Some majority-Muslim areas in the northeast of Delhi were targeted by Hindu nationalists last week. Residents were lynched and their homes and mosques were set on fire.
Many Twitter users have praised the efforts of the Sikh community for actively volunteering in relief operations and opening up their places of worship for Muslim victims.
Tweep @aaziz_awan posted: "Sikhs have a big heart always."
The Delhi Sikh Gurdwara Management Committee (DSGMC) organised food handouts in areas affected by the riots, as well as outside hospitals providing medical help.
A Huffington Post article describes how on 24 February, as the worst communal violence since the 1984 Sikh riots swept Delhi, a father-son duo, Mohinder Singh and Inderjit Singh used a motorcycle and scooty to transport somewhere between 60 to 80 of their Muslim neighbours to a safe location.

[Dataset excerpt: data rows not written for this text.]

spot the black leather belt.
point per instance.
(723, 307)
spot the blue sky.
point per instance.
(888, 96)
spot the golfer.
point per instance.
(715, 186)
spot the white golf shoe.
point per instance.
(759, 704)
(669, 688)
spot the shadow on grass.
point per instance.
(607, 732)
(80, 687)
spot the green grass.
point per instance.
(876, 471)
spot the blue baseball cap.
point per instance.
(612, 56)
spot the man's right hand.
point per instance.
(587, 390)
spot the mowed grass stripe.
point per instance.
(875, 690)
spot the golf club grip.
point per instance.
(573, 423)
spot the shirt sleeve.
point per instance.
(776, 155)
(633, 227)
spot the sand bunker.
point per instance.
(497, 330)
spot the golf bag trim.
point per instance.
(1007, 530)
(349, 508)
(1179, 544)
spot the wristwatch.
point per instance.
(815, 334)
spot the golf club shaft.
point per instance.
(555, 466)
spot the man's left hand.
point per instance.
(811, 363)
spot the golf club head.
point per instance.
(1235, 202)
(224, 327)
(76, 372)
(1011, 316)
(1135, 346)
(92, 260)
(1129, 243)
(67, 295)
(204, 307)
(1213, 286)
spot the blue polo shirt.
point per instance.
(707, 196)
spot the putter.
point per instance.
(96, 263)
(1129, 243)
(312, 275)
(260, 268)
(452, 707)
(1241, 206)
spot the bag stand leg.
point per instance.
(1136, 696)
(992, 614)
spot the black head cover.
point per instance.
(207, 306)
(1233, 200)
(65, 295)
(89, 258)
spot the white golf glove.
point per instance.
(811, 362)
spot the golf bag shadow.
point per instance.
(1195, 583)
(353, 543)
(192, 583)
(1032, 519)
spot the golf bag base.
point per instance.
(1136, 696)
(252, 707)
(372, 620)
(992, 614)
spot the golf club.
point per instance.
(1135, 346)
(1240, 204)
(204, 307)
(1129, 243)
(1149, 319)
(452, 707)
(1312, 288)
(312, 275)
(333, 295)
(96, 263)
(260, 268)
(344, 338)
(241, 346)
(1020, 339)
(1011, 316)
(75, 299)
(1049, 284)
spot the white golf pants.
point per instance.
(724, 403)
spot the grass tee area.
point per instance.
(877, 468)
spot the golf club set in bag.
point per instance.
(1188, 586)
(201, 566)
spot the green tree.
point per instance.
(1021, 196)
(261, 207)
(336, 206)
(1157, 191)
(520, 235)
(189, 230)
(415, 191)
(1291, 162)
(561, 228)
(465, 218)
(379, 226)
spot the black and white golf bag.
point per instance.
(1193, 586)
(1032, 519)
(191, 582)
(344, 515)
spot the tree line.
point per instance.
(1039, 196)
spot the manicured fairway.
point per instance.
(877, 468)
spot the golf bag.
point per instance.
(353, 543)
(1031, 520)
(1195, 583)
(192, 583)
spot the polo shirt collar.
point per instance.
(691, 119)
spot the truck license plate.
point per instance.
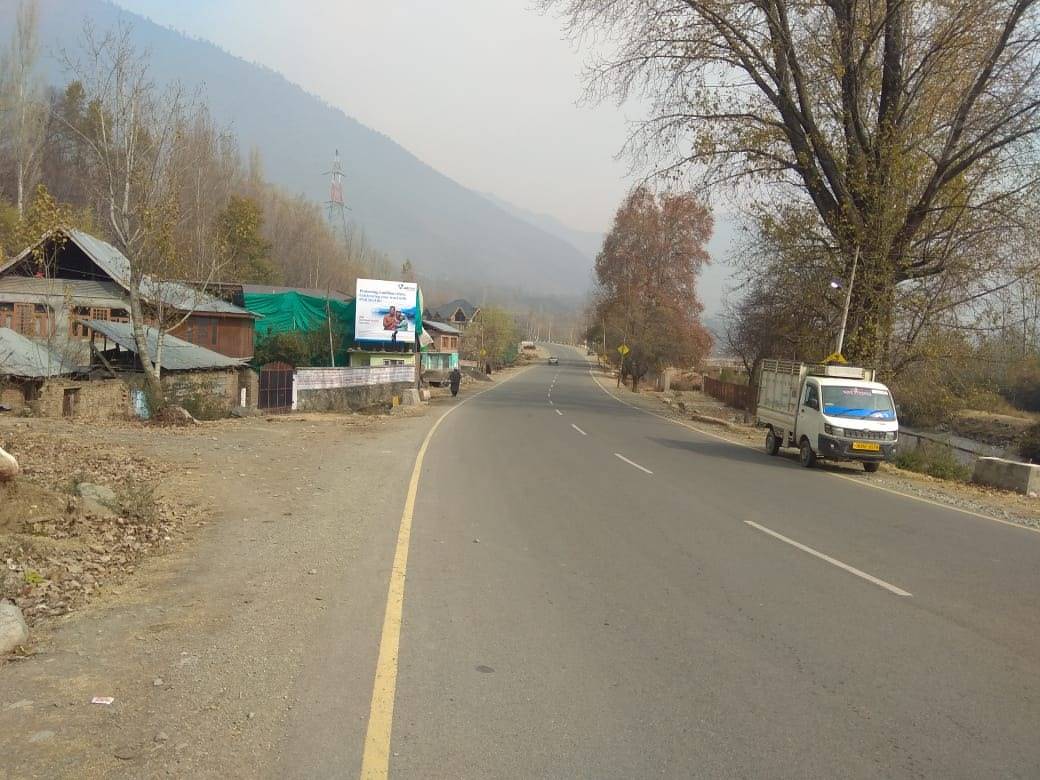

“I did not see Hindu or Muslim,” said Singh, who runs an electronics store and is a father to two children.
“I just saw people. I saw little children. I felt like they were my children and that nothing should happen to them. We did this because all of us should act humanely and help those in need. What more can I say?” he said, according to the online report.
Anti-Sikh riots: What happened in 1984?
Tweep @TheMcBang posted: "Will always have the upmost respect and love for the Sikh community, they are always the first people to help anyone in need."
Stressing on the need for religious harmony, some Twitter users said that the riots had actually united people of all religions to stand up against Bharatiya Janata Party's discriminatory law.
Reportedly, out of gratitude for the help given by Sikhs during the communal violence, Muslims in Western Uttar Pradesh's Saharanpur have brought an end to a 10-year-old land dispute with Sikhs.
The dispute was over a plot of land adjoining a Gurdwara not far from Saharanpur railway station. The Gurdwara committee had purchased the land for expanding the Gurdwara complex. But the old structures on the plot were demolished and this is said to have apparently included an old mosque.